Reputation: 2299
I have a matrix A
in Matlab of dimension MXN
. I want to create a vector B
of dimension Mx1
where B(i)=1
if A(i,:)
is never repeated in A
more than once and 0
otherwise.
For example
A=[1 2 3;
4 5 6;
1 2 3;
7 8 9];
B=[0;1;0;1];
This code
[vu,vx,vx]=unique(A,'rows');
n=accumarray(vx,1);
C=[vu n]
helps to find the number of occurrences per row. Hence, by adding a loop for example, I should be able from C
to get B
as desired. However, in my actual case M
is very large (80000). Is there anything quicker I could use?
Upvotes: 3
Views: 83
Reputation: 65430
The issue with your code is that the second output of unique
only returns the first occurance of each unique value and the third output returns an array of indices into the first output that correspond to the input. Neither of these can directly get you what you want. If you combine them, you can get what you want
[~, a, b] = unique(A, 'rows');
B = accumarray(a(b), 1, [size(A, 1), 1]) == 1;
Another alternative is to use the second output of ismember
with the 'rows'
option to find the indices of the shared rows.
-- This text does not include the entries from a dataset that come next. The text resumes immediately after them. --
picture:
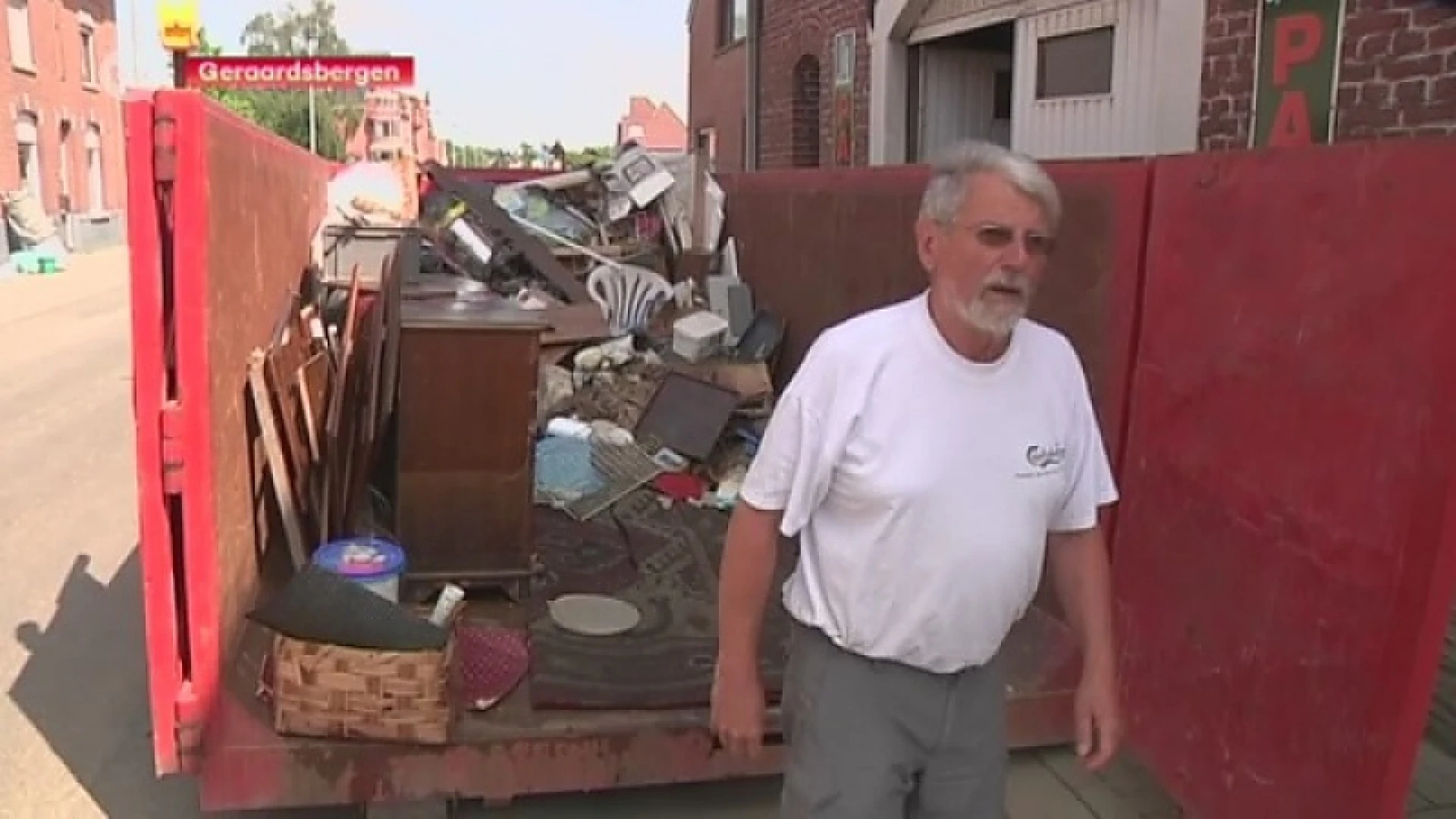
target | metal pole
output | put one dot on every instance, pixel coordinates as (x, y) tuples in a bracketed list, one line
[(313, 112)]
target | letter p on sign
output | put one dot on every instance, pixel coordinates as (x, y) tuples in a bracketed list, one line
[(1296, 41)]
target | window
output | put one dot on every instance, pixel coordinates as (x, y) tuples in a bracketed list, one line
[(95, 171), (1075, 64), (64, 161), (89, 72), (18, 19), (845, 58), (708, 139), (1001, 95), (804, 126), (733, 28), (28, 152)]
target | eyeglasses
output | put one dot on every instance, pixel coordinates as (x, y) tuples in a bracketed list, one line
[(1001, 237)]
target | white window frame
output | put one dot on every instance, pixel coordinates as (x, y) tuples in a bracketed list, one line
[(91, 66), (28, 136), (22, 41)]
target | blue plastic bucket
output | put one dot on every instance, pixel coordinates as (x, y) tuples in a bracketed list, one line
[(375, 563)]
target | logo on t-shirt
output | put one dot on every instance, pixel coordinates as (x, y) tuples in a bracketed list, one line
[(1044, 460)]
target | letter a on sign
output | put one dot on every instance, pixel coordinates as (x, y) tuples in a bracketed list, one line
[(1298, 63)]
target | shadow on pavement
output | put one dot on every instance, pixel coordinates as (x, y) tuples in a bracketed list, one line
[(85, 689)]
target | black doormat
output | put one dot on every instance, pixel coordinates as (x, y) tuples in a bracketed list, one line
[(664, 561)]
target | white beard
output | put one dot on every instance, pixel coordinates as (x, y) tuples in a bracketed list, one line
[(992, 314)]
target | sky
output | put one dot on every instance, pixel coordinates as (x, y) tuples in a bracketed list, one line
[(498, 74)]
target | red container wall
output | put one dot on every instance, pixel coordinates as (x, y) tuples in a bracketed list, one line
[(1285, 557), (1274, 343), (821, 246), (242, 207)]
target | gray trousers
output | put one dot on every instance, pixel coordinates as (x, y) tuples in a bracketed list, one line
[(874, 739)]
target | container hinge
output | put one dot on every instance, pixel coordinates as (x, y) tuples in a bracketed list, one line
[(172, 452), (164, 149), (188, 730)]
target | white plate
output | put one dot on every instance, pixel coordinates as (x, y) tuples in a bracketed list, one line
[(595, 615)]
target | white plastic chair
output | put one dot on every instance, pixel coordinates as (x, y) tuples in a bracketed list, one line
[(628, 295)]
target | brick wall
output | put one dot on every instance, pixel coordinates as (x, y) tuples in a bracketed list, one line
[(792, 30), (717, 86), (53, 91), (1397, 72)]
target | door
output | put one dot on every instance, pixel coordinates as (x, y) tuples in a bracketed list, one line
[(1286, 550), (1085, 80), (155, 403)]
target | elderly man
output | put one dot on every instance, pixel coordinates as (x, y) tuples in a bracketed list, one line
[(929, 455)]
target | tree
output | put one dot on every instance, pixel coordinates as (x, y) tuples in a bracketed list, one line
[(286, 112)]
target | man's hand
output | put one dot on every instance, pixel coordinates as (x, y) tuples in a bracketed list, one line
[(739, 713), (1098, 720)]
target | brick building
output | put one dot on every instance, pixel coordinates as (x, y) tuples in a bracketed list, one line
[(395, 124), (718, 79), (63, 99), (1395, 72), (780, 83)]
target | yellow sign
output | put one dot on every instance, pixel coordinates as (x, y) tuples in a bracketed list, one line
[(178, 24)]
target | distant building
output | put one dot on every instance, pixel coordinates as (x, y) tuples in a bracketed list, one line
[(395, 124), (654, 127), (66, 120)]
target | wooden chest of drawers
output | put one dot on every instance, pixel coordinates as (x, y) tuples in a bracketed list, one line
[(465, 447)]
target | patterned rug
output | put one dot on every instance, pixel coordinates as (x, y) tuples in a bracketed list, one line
[(666, 563)]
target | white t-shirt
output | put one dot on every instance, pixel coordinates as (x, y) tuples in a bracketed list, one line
[(924, 484)]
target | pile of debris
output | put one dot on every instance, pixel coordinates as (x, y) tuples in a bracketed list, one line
[(400, 417), (664, 378)]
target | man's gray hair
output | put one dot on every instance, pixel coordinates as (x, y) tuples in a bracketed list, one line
[(951, 177)]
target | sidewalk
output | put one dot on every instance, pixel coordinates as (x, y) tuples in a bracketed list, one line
[(85, 275)]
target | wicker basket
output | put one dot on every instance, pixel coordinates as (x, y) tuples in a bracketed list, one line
[(337, 692)]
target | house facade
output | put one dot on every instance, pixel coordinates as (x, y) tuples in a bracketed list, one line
[(894, 80), (1360, 69), (718, 80), (653, 126), (63, 96), (1053, 79), (780, 83)]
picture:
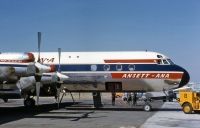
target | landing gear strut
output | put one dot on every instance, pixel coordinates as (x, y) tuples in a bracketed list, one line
[(29, 102)]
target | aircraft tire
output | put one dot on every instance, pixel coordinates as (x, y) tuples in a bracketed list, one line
[(29, 102), (147, 107), (187, 108), (5, 100)]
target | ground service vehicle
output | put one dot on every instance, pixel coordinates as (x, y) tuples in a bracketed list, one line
[(189, 100)]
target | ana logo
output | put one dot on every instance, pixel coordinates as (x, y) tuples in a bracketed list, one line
[(47, 60)]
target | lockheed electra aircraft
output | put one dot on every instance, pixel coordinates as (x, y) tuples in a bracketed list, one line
[(119, 71), (21, 75)]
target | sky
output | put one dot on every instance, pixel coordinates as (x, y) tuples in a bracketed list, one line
[(171, 27)]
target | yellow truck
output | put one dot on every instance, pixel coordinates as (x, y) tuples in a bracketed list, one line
[(189, 100)]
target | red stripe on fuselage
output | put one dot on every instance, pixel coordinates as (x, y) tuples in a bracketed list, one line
[(147, 75), (132, 61)]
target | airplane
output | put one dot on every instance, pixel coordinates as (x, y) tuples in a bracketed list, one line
[(114, 71)]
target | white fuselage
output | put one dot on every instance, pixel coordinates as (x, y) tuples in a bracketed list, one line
[(121, 71)]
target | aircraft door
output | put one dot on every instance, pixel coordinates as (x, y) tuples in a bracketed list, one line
[(113, 86)]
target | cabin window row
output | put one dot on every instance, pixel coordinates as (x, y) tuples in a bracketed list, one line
[(118, 67)]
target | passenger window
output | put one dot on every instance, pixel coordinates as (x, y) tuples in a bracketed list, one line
[(93, 67), (106, 67), (119, 67)]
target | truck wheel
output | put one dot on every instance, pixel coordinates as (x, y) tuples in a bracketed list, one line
[(147, 107), (187, 108)]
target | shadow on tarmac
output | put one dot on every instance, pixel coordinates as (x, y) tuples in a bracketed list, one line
[(123, 109), (9, 114)]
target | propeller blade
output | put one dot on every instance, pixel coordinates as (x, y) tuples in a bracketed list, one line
[(39, 45), (58, 96), (38, 91), (59, 57)]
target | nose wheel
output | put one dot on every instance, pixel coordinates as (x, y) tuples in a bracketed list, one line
[(29, 102)]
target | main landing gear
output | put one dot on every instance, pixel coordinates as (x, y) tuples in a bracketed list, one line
[(5, 100), (29, 102)]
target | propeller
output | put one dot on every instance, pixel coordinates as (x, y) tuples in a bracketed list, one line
[(38, 74), (39, 45), (58, 84)]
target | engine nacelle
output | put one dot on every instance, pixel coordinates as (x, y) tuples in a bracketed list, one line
[(17, 57)]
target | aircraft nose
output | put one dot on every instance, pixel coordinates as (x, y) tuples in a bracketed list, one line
[(185, 78)]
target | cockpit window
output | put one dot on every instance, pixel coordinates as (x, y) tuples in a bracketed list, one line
[(165, 62)]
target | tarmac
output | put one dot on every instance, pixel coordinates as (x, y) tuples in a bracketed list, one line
[(82, 114)]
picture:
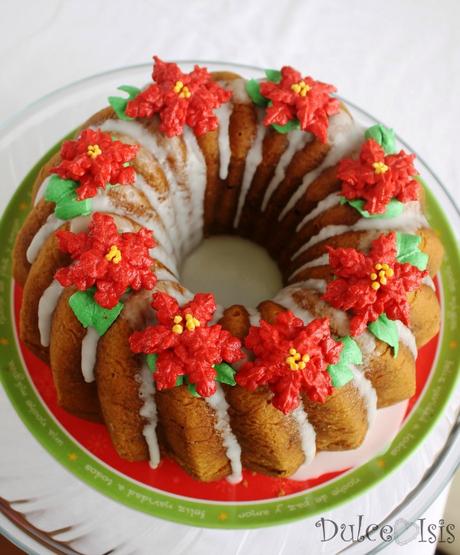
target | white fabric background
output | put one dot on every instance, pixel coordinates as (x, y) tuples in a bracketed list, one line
[(399, 60)]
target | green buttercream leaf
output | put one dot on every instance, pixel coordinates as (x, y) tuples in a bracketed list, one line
[(253, 90), (395, 208), (225, 373), (408, 250), (384, 136), (63, 193), (119, 103), (152, 361), (289, 126), (340, 373), (386, 330), (89, 313), (273, 75), (192, 389)]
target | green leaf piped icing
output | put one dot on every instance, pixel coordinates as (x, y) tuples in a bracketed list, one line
[(340, 373), (91, 314), (253, 90), (384, 136), (63, 193), (291, 125), (408, 250), (225, 373), (387, 331), (119, 103)]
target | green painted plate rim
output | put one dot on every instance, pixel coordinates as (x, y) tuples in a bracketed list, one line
[(204, 513)]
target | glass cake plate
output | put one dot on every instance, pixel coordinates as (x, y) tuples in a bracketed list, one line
[(61, 482)]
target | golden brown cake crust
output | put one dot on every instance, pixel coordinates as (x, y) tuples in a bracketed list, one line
[(74, 394), (270, 440)]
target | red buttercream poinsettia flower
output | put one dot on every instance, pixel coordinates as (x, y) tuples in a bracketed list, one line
[(290, 357), (185, 343), (180, 99), (300, 97), (369, 285), (377, 178), (109, 260), (95, 160)]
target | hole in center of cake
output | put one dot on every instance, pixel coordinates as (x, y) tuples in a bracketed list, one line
[(236, 270)]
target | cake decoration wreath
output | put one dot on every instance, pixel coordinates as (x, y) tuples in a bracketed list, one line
[(381, 180), (183, 348), (271, 384), (291, 357), (294, 102), (373, 288), (106, 264), (89, 163), (178, 98)]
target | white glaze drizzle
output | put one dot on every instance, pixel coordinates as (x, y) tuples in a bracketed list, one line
[(46, 307), (428, 281), (148, 411), (41, 190), (406, 337), (322, 206), (297, 139), (344, 136), (88, 354), (51, 225), (253, 159), (173, 203), (223, 114), (196, 175), (233, 449), (284, 298), (409, 221), (322, 260), (239, 93), (367, 392), (307, 433)]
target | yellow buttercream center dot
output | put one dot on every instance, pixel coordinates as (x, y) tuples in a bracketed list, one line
[(114, 255), (301, 88), (295, 360), (190, 323), (182, 90), (379, 167), (381, 276), (94, 151)]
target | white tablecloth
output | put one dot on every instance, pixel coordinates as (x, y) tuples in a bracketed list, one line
[(399, 60)]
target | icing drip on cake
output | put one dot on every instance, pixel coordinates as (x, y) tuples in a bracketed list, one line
[(367, 392), (322, 206), (51, 225), (148, 411), (253, 159), (166, 206), (409, 221), (195, 170), (223, 114), (46, 307), (406, 337), (296, 141), (307, 433), (233, 449), (88, 354), (344, 136)]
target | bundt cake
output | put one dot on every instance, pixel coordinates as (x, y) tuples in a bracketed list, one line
[(279, 161)]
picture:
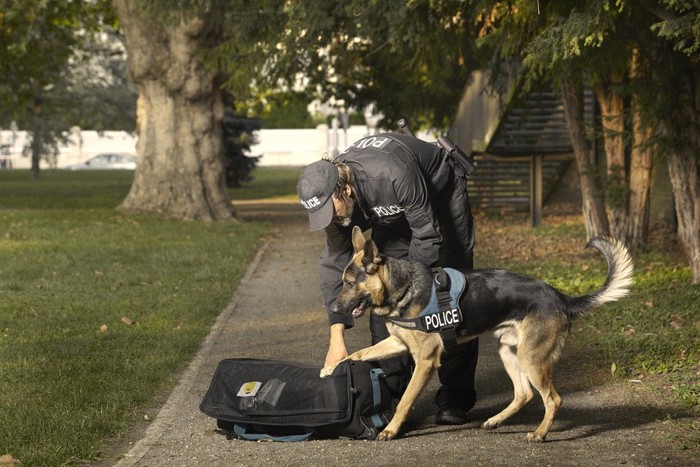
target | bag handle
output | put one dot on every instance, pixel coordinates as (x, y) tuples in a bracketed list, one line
[(242, 432)]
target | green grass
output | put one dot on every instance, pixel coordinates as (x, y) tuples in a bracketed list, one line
[(72, 372), (71, 267)]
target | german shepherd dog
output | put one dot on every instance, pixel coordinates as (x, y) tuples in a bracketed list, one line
[(530, 319)]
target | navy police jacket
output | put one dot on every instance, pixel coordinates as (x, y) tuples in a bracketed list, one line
[(398, 180)]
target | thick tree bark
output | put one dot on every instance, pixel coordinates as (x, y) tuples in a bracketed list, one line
[(612, 113), (640, 171), (684, 171), (181, 164), (593, 209)]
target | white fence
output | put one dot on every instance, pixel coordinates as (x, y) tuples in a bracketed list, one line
[(295, 147)]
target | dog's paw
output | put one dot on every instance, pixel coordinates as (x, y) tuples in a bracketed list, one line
[(534, 438), (327, 370), (386, 435)]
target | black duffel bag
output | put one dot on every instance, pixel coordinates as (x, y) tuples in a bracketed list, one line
[(282, 401)]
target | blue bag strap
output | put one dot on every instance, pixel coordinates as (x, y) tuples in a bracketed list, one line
[(242, 432), (376, 396)]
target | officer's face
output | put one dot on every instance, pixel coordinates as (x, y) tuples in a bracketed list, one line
[(343, 208)]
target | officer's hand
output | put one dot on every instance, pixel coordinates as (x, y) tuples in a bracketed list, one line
[(336, 350), (335, 354)]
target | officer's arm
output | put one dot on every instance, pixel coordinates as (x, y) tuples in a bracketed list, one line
[(412, 193), (335, 256)]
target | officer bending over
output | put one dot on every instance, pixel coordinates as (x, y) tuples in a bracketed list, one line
[(415, 201)]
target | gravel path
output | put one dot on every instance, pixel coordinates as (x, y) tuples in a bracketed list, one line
[(277, 314)]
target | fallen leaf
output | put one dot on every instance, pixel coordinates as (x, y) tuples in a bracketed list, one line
[(128, 321), (7, 459)]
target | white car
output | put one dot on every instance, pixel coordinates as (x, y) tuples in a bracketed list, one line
[(106, 161)]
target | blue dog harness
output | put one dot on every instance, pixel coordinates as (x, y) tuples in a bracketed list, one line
[(442, 314)]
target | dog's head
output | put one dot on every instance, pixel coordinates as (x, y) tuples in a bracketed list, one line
[(363, 287)]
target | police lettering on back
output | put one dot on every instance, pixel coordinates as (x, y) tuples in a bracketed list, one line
[(310, 203), (373, 142), (436, 321)]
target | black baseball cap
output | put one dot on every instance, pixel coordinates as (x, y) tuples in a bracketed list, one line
[(315, 188)]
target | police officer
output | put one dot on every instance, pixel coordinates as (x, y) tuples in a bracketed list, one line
[(414, 199)]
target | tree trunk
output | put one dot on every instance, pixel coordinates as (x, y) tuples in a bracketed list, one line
[(181, 164), (640, 171), (593, 209), (616, 192), (684, 171)]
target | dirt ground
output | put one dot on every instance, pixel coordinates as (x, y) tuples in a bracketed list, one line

You can then use accumarray
to determine how many times a row is repeated and compare the result to 1
[~, bi] = ismember(A, A, 'rows');
B = accumarray(bi, 1, [size(A, 1), 1]) == 1;
In a simple benchmark, the option using unique
tends to yield the best result
function comparison()
nRows = round(linspace(100, 100000, 30));
times1 = nan(size(nRows));
times2 = nan(size(nRows));
for k = 1:numel(nRows)
A = randi(10, nRows(k), 4);
times1(k) = timeit(@()option1(A));
times2(k) = timeit(@()option2(A));
end
figure
p(1) = plot(nRows, times1 * 1000, 'DisplayName', 'unique');
hold on
p(2) = plot(nRows, times2 * 1000, 'DisplayName', 'ismember');
ylabel('Execution time (ms)')
xlabel('Rows in A')
legend(p)
end
function B = option1(A)
[~, a, b] = unique(A, 'rows');
B = accumarray(a(b), 1, [size(A, 1), 1]) == 1;
end
function B = option2(A)
[~, bi] = ismember(A, A, 'rows');
B = accumarray(bi, 1, [size(A, 1), 1]) == 1;
end
Upvotes: 10